Contenu associé

Décision n° 84-185 DC du 18 janvier 1985 - Saisine par 60 députés

Loi modifiant et complétant la loi n° 83-663 du 22 juillet 1983 et portant dispositions diverses relatives aux rapports entre l'Etat et les collectivités territoriales
Non conformité partielle

II : SAISINE DEPUTES
Les députés soussignés défèrent au Conseil constitutionnel, conformément à l'article 61, alinéa 2, de la Constitution, la loi modifiant et complétant la loi n° 83-663 du 22 juillet 1983 et portant dispositions diverses aux rapports entre l'Etat et les collectivités territoriales, définitivement adoptée par l'Assemblée nationale le 20 décembre 1984.
C'est d'une manière artificielle que la présente loi, dont le principal objet est de modifier et compléter la loi du 22 juillet 1983 définissant les règles relatives au transfert des compétences en matière d'enseignement public, traite dans son article 15 de la question grave de l'enseignement privé et met en cause l'exercice d'une liberté publique fondamentale : celle de l'enseignement. En effet, par certaines de ses dispositions :
: l'article 15 méconnaît la valeur constitutionnelle du principe de la liberté de l'enseignement ;
: l'article 15 met en cause des situations acquises en matière de libertés publiques, dans des conditions identiques à celles censurées par le Conseil constitutionnel dans sa décision des 10 et 11 octobre 1984 ;
: l'article 15 contrevient aux dispositions de l'article 2 de la Constitution posant le principe de l'égalité de tous les citoyens devant la loi.
PREMIER MOYEN
La loi du 31 décembre 1959 a posé comme principe fondamental le respect du caractère propre des établissements d'enseignement privés.

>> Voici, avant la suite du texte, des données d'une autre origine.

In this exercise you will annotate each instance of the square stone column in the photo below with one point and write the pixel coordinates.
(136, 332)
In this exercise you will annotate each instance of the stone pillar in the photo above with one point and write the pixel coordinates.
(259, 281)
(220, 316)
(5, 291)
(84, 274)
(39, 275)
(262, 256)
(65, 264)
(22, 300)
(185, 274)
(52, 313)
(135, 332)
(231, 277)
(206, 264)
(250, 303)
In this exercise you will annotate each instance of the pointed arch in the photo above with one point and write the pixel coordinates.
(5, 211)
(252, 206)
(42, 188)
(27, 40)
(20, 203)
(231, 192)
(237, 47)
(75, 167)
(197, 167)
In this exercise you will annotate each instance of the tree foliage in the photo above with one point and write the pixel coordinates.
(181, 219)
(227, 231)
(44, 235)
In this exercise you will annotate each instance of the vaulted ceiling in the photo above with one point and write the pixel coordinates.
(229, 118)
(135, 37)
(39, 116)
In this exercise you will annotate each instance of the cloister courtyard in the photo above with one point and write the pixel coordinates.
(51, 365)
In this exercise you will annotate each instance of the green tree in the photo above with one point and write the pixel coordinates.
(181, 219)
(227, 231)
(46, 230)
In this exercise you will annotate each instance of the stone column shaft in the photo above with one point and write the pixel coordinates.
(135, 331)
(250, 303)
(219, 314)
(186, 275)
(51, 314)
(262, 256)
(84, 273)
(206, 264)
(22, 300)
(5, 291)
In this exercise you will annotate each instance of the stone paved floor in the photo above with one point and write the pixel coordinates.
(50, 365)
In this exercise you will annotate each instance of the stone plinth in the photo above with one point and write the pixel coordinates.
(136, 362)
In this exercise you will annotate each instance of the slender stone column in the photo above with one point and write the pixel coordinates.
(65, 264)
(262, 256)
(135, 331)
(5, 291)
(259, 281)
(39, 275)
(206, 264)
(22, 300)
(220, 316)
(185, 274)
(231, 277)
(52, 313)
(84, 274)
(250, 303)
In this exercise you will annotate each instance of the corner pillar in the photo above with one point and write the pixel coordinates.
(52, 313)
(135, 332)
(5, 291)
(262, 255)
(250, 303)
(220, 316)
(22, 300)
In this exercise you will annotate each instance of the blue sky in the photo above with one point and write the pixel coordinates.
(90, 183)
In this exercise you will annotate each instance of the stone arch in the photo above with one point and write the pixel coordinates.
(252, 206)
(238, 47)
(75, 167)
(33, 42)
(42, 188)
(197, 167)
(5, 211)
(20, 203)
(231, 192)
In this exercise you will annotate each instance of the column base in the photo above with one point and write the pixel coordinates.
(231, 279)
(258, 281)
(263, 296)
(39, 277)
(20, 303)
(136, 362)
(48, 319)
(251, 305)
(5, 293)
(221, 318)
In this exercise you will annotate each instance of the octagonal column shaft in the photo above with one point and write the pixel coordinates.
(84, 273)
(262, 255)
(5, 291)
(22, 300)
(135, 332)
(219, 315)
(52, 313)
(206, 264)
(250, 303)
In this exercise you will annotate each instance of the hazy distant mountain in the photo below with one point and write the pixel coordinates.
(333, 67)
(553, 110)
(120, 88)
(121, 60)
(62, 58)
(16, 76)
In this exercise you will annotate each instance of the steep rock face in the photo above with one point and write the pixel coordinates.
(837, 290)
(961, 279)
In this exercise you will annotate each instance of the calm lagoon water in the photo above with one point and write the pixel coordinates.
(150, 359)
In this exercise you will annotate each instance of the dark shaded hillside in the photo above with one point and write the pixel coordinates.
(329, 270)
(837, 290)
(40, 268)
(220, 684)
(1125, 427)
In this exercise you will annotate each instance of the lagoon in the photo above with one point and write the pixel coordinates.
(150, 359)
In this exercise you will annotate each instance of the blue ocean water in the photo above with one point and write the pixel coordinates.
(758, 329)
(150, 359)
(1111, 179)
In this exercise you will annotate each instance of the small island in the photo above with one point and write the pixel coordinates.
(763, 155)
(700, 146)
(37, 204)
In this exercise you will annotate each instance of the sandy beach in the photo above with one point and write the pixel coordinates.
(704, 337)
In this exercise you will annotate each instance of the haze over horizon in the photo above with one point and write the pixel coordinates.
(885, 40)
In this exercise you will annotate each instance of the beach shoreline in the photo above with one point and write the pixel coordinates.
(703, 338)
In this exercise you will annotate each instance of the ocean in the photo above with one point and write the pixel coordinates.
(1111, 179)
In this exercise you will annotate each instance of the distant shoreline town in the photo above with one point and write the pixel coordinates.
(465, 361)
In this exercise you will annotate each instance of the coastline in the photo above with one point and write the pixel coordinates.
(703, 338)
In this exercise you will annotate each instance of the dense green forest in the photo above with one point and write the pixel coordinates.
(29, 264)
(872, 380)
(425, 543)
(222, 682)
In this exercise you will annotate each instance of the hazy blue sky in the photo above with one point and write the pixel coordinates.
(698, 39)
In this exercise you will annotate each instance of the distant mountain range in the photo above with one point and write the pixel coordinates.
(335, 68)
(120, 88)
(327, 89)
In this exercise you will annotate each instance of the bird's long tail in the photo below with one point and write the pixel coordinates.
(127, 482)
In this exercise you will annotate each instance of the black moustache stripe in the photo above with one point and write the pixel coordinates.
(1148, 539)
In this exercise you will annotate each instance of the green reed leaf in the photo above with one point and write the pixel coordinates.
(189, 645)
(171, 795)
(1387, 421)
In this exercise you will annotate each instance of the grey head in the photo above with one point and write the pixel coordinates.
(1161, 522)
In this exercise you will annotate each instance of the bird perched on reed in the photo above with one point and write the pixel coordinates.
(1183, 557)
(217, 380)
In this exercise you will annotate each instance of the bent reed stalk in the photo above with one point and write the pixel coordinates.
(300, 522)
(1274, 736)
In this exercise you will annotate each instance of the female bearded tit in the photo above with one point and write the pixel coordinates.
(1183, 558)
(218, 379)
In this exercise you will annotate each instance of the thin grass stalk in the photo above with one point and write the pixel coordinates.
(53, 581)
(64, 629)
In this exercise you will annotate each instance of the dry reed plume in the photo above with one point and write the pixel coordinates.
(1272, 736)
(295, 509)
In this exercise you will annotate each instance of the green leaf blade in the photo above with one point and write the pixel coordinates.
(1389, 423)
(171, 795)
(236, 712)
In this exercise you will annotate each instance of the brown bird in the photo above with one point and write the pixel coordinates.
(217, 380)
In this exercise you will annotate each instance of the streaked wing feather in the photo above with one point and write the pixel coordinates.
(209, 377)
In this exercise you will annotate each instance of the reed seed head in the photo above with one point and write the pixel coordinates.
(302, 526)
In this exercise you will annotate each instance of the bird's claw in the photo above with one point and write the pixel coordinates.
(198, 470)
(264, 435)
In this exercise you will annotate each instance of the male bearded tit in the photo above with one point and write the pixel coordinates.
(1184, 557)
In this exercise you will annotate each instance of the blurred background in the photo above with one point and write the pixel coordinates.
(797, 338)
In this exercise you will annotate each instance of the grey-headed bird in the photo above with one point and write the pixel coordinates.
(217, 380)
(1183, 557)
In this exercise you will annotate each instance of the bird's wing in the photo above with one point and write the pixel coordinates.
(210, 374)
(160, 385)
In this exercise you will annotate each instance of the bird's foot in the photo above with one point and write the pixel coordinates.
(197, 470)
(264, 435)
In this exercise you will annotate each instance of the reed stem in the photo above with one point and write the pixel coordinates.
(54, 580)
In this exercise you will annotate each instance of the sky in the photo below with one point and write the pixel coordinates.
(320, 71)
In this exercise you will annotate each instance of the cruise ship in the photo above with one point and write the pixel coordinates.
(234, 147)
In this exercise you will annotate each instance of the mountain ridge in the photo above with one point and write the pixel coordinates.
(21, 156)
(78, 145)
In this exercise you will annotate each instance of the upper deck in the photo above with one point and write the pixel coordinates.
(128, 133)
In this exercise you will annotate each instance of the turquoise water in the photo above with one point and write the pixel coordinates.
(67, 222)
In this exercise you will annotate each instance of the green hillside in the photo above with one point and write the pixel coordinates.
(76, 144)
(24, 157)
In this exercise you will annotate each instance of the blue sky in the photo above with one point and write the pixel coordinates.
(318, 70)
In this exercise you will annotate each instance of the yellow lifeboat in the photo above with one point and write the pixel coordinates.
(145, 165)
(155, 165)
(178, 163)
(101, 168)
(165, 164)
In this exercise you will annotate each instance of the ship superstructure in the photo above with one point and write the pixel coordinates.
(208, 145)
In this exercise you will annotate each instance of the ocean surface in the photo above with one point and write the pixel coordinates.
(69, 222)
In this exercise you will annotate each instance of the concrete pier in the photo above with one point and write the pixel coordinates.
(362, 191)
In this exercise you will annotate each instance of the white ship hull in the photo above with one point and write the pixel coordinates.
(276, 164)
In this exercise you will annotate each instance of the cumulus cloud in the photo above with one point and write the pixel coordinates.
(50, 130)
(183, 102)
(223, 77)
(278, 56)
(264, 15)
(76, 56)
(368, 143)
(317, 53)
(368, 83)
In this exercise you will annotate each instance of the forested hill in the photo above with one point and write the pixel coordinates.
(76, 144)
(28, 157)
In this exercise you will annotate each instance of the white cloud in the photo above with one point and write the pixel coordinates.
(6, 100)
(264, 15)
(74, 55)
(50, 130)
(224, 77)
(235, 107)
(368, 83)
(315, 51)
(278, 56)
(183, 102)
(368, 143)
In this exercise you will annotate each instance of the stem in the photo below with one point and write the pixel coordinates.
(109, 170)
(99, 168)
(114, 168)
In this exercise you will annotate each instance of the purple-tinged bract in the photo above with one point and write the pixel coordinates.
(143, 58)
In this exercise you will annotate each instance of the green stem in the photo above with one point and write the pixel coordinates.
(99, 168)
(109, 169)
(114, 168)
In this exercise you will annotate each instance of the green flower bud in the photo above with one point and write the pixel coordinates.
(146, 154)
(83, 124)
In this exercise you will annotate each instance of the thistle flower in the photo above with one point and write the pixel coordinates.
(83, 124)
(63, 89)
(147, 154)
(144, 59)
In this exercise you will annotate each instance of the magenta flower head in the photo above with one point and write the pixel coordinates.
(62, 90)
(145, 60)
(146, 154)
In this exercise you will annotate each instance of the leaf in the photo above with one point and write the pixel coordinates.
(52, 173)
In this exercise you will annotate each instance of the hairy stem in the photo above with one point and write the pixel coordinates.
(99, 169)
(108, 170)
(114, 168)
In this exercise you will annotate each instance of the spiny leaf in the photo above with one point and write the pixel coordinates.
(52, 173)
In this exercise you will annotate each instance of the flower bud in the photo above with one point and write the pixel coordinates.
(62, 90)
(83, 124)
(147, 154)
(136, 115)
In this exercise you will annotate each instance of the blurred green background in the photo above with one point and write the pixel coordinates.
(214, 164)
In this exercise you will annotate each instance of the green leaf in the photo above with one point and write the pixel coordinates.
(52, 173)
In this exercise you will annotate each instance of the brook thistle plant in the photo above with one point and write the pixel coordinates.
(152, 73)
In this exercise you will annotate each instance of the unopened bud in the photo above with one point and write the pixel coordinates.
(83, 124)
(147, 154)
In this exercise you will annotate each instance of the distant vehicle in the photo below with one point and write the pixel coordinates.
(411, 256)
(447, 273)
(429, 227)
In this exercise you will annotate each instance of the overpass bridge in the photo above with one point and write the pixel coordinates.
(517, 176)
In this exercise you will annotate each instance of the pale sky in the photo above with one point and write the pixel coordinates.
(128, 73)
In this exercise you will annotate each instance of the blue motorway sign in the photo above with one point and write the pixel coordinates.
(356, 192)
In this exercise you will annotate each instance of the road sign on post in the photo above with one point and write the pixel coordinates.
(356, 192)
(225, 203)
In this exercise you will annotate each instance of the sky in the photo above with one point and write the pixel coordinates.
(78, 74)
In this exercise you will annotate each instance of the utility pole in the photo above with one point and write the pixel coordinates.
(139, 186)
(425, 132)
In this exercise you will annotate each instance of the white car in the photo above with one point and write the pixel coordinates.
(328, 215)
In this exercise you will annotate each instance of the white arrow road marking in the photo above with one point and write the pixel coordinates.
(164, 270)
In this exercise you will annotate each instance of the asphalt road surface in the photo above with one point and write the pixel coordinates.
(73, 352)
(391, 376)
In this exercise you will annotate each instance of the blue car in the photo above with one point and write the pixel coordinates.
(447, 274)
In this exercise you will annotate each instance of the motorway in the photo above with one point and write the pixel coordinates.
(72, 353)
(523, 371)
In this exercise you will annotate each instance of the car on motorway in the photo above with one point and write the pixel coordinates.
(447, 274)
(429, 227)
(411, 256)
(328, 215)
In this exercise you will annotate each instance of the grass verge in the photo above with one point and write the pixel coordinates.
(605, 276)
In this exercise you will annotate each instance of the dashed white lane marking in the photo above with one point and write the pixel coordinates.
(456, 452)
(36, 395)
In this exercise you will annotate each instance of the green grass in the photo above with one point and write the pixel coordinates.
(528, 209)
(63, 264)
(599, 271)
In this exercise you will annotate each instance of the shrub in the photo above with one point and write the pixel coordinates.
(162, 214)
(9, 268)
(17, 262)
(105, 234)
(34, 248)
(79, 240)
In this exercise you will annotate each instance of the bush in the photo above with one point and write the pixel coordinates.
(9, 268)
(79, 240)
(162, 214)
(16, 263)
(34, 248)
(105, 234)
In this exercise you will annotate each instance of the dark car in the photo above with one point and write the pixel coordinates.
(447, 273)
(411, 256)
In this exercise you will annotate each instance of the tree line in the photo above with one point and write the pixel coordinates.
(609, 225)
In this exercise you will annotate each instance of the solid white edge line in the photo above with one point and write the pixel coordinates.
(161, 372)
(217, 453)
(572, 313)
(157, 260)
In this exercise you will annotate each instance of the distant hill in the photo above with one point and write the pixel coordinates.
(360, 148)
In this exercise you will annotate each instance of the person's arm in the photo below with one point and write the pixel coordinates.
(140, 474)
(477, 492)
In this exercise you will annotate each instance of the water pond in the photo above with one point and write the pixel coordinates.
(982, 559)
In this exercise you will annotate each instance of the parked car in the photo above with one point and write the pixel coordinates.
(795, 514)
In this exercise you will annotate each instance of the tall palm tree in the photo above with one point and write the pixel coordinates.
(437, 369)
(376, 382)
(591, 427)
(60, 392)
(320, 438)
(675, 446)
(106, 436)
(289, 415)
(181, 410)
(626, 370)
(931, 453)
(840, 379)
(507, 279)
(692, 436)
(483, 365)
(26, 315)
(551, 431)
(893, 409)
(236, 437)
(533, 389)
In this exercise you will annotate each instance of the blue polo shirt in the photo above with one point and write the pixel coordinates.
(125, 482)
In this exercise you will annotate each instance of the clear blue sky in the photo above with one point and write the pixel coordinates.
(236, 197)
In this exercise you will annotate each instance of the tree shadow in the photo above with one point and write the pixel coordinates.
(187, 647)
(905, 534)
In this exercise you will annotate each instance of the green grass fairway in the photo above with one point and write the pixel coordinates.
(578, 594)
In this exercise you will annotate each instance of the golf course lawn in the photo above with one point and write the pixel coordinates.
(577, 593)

Le débat parlementaire a permis au Gouvernement d'alors de préciser que la sauvegarde du caractère propre s'appliquait à toutes les activités de ces établissements. Si le Gouvernement actuel affirme sur certains points revenir aux dispositions initiales de la loi de 1959, il faut bien constater qu'il est contradictoire de prétendre être attaché à la notion de caractère propre, et de supprimer par le présent texte les dispositions des lois de 1971 et de 1977 qui rendaient plus explicite cette notion essentielle. Par ailleurs, le respect de la lettre de certaines dispositions de la loi de 1959 n'est rien si l'esprit en est dévoyé, comme peuvent le laisser craindre plusieurs des déclarations faites par le ministre de l'éducation nationale opposant notamment « le genre d'éducation » à « la neutralité de l'enseignement ».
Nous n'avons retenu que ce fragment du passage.